Starting with kernel 2.2, Linux divides the privileges traditionally associated with superuser into distinct units, known as capabilities (POSIX 1003.1e). The feature provides fine-grained control over superuser permissions. To further reduce the attack surface and enhance the security, Firejail disables all capabilities. The feature is enabled by default for Mozilla Firefox.
Firejail runs Firefox in an user namespace. The namespace has only one user defined, the current user. There is no root user account defined inside the namespace. The sandbox enables the namespace by default based on the version of the kernel running the system.
In private mode Firejail mounts empty temporary filesystems (tmpfs) on top of user home directory and /tmp. Closing the sandbox will discard any new files created in these directories, including ~/.mozilla and ~/Downloads.
Private mode always starts the browser with factory defaults, protecting it from malicious addons and plugins the user might have installed in the past. It is mainly used for accessing bank websites and alike:
$ firejail --private firefox
For more information about private mode and high security browser setups see part 3 of this series.
- A network namespace is one of the most interesting security options provided by the Linux kernel. It is basically a brand new TCP/IP networking stack created for the sandbox, coming with its own routing table, set of network interfaces, and most important its own iptable/netfilter module. Attaching a network namespace to your browser sandbox is described in part 3 of this series.

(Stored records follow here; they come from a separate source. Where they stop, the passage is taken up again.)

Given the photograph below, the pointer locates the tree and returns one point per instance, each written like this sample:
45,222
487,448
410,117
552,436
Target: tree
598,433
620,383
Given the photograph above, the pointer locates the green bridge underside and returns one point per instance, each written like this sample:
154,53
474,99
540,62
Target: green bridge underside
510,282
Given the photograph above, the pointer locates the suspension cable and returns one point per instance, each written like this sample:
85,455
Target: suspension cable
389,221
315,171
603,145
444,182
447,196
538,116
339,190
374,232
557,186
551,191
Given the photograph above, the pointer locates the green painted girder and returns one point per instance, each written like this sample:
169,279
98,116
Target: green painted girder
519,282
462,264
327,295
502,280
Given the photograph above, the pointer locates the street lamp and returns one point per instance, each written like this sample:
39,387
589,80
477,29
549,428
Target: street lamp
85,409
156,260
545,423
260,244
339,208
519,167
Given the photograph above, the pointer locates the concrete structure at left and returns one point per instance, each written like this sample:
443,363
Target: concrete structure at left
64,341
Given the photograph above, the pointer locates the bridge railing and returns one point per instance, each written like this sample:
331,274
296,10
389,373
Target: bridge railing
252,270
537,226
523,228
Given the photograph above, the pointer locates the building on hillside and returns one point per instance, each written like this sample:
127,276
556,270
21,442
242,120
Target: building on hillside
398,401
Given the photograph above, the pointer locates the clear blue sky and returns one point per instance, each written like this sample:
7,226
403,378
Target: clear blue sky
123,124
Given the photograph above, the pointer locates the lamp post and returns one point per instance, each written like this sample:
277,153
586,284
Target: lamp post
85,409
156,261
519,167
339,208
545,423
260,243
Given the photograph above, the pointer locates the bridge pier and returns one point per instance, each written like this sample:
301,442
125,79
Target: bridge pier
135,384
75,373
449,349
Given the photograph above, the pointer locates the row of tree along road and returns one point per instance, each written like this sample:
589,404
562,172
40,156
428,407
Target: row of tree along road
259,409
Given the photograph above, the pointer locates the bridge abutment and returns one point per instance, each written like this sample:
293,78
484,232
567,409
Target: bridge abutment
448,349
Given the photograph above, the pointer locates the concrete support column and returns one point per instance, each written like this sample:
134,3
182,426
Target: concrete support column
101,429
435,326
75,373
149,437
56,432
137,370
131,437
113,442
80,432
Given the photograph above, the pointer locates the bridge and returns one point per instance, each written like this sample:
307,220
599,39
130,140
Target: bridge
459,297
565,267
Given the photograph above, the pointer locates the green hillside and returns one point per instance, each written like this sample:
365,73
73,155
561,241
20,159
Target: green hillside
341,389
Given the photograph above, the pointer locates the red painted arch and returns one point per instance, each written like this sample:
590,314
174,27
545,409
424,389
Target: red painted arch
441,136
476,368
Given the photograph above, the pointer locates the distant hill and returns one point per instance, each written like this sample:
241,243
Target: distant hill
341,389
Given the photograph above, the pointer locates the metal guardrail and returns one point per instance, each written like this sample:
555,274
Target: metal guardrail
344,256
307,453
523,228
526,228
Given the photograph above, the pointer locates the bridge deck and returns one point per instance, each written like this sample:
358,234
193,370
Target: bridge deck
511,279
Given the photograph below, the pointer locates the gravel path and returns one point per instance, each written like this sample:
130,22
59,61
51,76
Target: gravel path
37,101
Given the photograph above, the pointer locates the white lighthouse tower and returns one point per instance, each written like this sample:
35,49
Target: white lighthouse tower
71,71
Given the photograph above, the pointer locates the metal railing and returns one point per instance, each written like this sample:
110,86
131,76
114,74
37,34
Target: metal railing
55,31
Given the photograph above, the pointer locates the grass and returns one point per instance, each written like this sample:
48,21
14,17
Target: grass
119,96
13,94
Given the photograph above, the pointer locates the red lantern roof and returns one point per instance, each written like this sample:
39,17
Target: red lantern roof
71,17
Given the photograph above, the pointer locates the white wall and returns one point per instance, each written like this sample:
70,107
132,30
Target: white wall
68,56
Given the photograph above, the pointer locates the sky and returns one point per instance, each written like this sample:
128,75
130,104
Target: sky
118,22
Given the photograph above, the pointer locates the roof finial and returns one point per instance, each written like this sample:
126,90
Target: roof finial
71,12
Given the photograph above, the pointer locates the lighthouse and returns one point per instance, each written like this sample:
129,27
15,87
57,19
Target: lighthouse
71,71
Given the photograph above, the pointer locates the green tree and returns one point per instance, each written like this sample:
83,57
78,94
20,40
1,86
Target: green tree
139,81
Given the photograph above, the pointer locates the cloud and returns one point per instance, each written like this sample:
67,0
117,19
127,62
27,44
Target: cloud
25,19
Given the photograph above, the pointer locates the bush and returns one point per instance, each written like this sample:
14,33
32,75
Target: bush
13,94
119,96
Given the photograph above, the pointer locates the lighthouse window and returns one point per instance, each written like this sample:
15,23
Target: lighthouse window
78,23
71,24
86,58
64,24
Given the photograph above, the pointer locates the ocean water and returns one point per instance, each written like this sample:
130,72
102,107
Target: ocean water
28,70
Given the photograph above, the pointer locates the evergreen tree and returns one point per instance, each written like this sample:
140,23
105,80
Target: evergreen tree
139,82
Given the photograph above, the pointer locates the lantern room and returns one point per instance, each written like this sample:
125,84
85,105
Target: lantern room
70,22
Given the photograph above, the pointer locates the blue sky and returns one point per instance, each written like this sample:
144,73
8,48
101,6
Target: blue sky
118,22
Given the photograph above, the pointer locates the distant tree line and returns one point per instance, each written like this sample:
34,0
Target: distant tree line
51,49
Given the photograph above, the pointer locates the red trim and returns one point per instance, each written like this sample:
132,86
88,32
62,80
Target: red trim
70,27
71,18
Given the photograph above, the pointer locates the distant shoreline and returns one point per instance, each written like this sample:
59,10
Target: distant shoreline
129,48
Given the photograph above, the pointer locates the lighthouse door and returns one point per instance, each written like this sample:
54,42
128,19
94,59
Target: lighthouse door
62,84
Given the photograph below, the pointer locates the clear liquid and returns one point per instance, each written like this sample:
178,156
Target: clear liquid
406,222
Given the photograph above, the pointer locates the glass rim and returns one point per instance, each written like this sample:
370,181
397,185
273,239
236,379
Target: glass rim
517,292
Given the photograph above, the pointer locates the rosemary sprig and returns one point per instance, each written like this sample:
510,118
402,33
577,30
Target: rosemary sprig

- Small home routers connecting us to our Internet service provider are ridiculously insecure. Bugs and backdors are actively exploited in these routers, the main target being the DNS server setup. Firejail provides a –dns option allowing the user to set its own DNS setting, without relaying on an external router:
$ firejail --dns=220.127.116.11 firefox
Although most security features are enabled by default, a number of features are only enabled using command line options:
This is a Chromium web browser running inside a Firejail sandbox:
$ firejail chromium-browser
The chroot filesystem is similar to Mozilla Firefox, with only the configuration directory ~/.config/chromium and ~/Downloads imported form real home directory:
The funny part is Chromium browser sandboxes itself in its own Linux namespaces SUID sandbox, so what you have here is a sandbox in a sandbox running a browser. Chromium sandbox is similar to Firejail, it implements its own seccomp filter, but it leaves the filesystem wide open.
There’s a new kitten on the block:
$ firejail midori
Midori is a very impressive browser build using WebKit and GTK+2/3. It is lightweight and fast, with a familiar interface. Compared to Firefox and Chromium, it will play your Donald & Daisy videos in less than half the memory.
To conclude, it is important to mention Firejail was designed to be generic. It can run servers and GUI programs, or it can work as a login shell for SSH or telnet users. You can find more information about the sandbox on the project page. Also, Firejail was featured on Linux Action Show (LAS 333, at 0:10:15).